If the lines with “Transmitter: Sending AFM” don’t show up, then for UNIX agent, it’s possibly related to IPCS queue. “ipcs –q” and “ipcrm -q queue_id”(the related queue_id can be found in runner_os_component.log) can be used to clear up the current queue. And oscomponent.msgqueue may need to be defined and not using the default.
- If it shows “Connection error” or “transmitter Busy”, it means ESP can’t get proper feedback from agent, it can be caused by:
1. Agent connection parms (like IP or DNS or port) is defined wrongly in AGENTDEF;
2. Agent parms, like encryption, ASCII/EBDIC etc, is defined unmatched in AGENTDEF; there will be error messages in ESP JESMSGLG and/or agent receiver.log/defaultlog_agent.log; For R7 AS400 agent, ASCII should be used; while EBDIC is used for Version 2.
3. There are queued messages with previous wrong settings, issue OPER ESPCOM DEST(agent_name) FLUSH to clear up the queue;
4. Agent is NOT started, and/or the agent input port is not in Listening status, please check the agent process and its input port;
5. Check ESP JESMSGLG, if related messages have W at the end (like 1546W), then it’s warning message mostly caused by TIMEOUT; however if they have E at the end (like 1545E), it means definitely an error.
- If problem occurs AFTER Shadow Manager takes over and MGRADDR command issued:
1. For AS400 agent, need to manually change the CFGTCP table, remove the old pair of manager name and manager IP address, and add the new pair of manager name with manager IP address.
2. Agent having natted MANAGER IP Address can’t send messages to ESP until it’s recycled. Use DNS name on MANAGER statement in AGENTDEF table, combined with the IF logic. For example:
IF SYSNAME='SYSA' THEN DO
MANAGER NAME(ESPPROD) TCPIP(SYSA.xxxx.COM)
ENDDO
ELSE IF SYSNAME='SYSB' THEN DO
MANAGER NAME(ESPPROD) TCPIP((SYSB.xxxx.COM)
ENDDO
ELSE IF SYSNAME='SYSC' THEN DO
MANAGER NAME(ESPPROD) TCPIP((SYSC.xxxx.COM)
ENDDO
Then MGRADDR command will send the DNS name, merely a string like SYS?.xxxx.COM, and it will be up to the agent side to resolve it to a numeric address. It implies the availability of a DNS server or/and an appropriate HOST file on the agent side.
- Possible things to check if it’s a TCPIP issue: configuration in AGENTDEF and agentparm.txt are consistent.
1. If firewall is used in between: the sending ports from both agent and ESP should be open, it can be any available ports; only the receiving port is definite;
2. If they use DNS name, try with IP address and see if it works; if it is, then the problem is related to DNS server and/or /etc/hosts table on UNIX box. If “TSO ping host_name” from ISPF and “INET Q H host_name” return different IP address, then on ESP STC, //SYSTCPD should be added to point to the proper TCPIP setting.

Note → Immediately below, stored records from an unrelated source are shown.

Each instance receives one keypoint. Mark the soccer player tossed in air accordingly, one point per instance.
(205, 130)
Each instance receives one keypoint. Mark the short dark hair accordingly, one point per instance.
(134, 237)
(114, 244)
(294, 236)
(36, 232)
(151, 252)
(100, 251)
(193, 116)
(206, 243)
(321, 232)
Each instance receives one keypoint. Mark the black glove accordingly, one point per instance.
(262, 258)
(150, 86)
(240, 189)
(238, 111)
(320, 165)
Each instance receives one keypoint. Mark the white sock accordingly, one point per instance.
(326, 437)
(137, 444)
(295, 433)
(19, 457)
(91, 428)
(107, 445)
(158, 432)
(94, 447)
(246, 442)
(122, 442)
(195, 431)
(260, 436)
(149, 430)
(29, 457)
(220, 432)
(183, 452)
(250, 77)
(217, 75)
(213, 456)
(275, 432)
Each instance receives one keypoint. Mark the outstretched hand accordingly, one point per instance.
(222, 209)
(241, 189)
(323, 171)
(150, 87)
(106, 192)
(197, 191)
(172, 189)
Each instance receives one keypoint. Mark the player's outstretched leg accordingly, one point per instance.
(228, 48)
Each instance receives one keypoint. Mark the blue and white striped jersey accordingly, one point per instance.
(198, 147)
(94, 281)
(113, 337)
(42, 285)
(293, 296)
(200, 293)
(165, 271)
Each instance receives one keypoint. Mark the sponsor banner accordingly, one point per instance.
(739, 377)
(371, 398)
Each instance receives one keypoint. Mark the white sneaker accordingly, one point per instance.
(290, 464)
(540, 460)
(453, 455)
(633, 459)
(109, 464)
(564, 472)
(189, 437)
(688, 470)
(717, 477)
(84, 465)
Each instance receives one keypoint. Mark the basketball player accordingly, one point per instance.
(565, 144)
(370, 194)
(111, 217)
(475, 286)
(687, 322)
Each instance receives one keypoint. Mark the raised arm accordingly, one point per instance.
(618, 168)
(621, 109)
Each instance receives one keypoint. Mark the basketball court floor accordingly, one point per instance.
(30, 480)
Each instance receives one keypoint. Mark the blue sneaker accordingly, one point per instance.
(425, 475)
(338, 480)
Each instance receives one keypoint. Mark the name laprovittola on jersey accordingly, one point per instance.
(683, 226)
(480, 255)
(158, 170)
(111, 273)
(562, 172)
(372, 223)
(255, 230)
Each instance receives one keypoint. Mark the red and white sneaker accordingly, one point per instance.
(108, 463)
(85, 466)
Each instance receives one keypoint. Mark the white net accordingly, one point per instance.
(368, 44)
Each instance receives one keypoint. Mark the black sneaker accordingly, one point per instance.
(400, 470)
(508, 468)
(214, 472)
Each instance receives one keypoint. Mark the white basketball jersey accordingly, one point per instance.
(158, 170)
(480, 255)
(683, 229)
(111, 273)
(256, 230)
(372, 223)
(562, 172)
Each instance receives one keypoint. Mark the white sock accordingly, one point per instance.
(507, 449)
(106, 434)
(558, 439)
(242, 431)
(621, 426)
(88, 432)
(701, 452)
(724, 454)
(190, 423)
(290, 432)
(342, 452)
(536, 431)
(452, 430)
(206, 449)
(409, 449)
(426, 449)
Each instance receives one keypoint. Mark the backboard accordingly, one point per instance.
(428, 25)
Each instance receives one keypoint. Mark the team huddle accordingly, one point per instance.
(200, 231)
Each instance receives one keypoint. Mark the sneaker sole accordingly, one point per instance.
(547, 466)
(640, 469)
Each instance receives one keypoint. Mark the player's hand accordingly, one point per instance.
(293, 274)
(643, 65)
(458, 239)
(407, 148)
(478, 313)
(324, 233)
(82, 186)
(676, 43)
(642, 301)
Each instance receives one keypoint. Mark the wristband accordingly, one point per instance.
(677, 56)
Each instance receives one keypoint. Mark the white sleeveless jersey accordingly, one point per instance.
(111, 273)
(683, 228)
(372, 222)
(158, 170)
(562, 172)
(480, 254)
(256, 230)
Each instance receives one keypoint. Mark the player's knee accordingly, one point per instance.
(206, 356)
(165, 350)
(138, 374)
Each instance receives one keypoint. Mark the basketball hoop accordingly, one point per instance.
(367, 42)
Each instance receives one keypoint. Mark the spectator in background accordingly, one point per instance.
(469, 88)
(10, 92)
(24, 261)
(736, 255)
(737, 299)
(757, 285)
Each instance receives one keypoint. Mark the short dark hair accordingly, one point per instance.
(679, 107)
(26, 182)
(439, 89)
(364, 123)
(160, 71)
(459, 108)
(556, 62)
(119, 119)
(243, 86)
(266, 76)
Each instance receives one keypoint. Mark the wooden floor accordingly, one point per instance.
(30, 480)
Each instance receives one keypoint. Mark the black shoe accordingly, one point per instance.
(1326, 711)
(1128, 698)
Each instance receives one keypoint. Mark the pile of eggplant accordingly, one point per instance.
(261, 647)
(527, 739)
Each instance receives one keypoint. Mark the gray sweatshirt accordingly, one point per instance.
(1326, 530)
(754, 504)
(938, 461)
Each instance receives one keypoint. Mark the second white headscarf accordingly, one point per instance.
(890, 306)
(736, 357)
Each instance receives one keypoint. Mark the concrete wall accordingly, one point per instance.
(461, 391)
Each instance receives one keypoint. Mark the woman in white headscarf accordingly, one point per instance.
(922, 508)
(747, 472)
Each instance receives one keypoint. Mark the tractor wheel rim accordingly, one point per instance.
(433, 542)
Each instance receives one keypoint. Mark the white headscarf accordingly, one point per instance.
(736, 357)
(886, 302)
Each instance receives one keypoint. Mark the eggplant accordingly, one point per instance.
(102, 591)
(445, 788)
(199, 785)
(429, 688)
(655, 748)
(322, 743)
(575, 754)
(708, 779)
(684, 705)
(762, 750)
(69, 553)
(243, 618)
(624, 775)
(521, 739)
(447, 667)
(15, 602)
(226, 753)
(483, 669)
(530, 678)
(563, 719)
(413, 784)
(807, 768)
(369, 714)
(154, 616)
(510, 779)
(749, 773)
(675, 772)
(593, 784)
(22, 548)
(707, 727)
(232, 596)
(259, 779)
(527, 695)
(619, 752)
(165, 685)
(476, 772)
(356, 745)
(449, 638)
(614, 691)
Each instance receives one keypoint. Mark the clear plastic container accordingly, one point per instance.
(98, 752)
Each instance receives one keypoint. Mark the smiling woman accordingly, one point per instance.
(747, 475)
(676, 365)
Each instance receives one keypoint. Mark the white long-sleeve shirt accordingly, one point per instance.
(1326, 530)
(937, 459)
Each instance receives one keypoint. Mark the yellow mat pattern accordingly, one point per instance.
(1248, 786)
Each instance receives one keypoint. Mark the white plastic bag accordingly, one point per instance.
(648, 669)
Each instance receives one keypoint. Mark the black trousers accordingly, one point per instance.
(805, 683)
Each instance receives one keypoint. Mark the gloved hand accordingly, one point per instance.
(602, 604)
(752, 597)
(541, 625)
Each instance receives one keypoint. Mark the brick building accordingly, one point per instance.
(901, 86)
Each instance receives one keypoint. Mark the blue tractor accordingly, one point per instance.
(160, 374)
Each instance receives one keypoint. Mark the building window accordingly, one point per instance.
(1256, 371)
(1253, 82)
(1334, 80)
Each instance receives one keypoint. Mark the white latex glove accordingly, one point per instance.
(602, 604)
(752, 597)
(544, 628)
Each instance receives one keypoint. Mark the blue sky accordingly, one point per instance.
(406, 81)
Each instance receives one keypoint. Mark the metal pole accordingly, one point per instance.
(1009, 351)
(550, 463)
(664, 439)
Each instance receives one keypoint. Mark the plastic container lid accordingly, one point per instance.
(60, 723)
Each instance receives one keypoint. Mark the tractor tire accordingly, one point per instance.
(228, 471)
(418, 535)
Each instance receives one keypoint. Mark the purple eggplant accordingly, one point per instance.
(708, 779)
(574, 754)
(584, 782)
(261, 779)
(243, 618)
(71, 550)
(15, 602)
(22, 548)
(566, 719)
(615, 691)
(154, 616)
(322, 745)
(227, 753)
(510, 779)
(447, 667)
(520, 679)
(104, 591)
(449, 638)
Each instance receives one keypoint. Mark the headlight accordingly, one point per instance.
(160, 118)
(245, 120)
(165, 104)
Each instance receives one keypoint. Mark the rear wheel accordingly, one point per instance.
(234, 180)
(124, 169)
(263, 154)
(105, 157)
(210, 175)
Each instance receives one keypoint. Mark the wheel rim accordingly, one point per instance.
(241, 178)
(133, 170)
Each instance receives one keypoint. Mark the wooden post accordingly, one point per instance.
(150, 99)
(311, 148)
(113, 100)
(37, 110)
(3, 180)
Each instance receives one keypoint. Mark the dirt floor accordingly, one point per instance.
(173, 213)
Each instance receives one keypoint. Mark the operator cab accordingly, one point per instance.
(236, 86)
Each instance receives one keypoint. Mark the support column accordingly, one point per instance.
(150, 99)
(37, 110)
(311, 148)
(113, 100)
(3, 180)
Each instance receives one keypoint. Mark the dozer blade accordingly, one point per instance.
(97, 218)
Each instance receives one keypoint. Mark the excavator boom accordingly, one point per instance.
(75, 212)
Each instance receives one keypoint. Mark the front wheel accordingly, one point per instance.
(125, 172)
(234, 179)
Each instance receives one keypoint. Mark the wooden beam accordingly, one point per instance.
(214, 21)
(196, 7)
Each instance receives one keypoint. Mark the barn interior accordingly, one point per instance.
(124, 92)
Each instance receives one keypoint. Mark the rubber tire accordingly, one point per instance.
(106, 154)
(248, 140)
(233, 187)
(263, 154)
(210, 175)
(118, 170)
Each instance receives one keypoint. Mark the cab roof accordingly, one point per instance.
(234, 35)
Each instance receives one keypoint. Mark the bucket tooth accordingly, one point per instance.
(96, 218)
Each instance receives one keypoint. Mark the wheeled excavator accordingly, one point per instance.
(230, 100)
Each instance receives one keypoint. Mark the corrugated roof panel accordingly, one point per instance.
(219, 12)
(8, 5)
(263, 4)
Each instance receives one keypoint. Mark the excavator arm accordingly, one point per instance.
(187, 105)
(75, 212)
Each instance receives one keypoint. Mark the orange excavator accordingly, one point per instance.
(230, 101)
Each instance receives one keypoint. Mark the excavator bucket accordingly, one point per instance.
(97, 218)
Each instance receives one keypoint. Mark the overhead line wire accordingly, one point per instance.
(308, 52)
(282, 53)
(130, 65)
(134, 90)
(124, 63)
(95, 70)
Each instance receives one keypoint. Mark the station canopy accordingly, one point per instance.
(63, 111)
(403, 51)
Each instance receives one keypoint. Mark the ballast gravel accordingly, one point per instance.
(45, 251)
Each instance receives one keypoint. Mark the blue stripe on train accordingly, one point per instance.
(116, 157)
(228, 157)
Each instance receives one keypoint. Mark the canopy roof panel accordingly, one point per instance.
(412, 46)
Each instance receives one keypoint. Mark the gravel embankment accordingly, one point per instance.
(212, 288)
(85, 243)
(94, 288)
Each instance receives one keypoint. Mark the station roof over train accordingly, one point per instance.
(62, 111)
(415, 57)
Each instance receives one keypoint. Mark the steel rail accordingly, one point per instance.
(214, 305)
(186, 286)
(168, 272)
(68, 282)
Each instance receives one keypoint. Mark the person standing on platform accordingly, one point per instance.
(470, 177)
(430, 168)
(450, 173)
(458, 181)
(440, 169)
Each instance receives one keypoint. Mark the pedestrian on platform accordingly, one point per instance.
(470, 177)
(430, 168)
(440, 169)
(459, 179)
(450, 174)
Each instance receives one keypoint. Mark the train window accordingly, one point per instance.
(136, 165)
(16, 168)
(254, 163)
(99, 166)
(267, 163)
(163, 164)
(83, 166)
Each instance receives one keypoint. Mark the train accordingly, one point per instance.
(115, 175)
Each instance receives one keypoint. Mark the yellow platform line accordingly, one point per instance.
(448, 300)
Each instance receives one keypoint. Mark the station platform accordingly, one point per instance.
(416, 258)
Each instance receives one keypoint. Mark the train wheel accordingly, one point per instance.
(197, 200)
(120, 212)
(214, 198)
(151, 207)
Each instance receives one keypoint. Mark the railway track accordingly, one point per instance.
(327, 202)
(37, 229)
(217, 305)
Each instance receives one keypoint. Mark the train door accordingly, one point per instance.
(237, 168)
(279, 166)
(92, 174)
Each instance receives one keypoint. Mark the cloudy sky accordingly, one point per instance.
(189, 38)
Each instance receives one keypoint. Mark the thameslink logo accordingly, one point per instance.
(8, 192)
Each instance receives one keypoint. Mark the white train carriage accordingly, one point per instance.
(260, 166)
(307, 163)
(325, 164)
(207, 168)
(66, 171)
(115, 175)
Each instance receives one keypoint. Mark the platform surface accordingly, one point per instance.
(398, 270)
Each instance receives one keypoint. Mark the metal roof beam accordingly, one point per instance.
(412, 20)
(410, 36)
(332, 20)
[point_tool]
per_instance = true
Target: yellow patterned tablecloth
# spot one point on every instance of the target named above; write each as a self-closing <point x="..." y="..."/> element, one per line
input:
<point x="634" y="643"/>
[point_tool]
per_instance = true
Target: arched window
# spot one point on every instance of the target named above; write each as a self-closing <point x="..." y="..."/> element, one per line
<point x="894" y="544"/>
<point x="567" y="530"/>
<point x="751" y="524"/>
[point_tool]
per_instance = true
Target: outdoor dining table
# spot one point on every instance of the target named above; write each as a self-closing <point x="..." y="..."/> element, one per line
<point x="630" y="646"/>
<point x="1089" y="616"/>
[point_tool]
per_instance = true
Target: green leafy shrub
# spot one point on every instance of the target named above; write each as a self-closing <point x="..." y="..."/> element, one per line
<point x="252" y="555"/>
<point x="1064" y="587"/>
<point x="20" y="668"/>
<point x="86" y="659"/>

       3. When DNS name is used for agent address, if warning messages (like 1546W and/or 2214W) show before requests send successfully from ESP, then RESOLVERTIMEOUT in TCPIP.DATA (the one specified on //SYSTCPD in ESP STC) should be decreased from the default 30 seconds to 3. It is used to specify the amount of time the resolver waits for a response while trying to communicate with a name server. A name of a DNS server is specified by NSINTERADDR statement in TCPIP.DATA. There could be more than one DNS server defined there. If a DNS server on that list is unreachable, then the resolver waits an amount of time specified by RESOLVERTIMEOUT and then moves to the next one. This can result in visible delays.
       4. If natted or virtual IP address is used on agent and/or ESP side; if yes, try without it and see if it works;
       5. If agent resides on the INACTIVE node of a cluster server; it won’t have fully communication functionality. When cluster is used, AGENT MONITOR should be set only to the agent on ACTIVE node, which can be done easily pointing to the virtual agent only.
- As general approach, please gather following(when nothing above can resolve the problem):
   - Change log.level=8 dynamically and get agent logs with this value; (IP address and port of ESP and agent will show in receiver.log and transmitter.log)
   - Screen shots of the successful pings(and telnet if it’s allowed) from both environments;
- ESP auditlog and jesmsglg;
   - AGENTDEF table;
   - INET trace(optional);
   - TCPIP trace(like ethereal trace) from agent server(optional).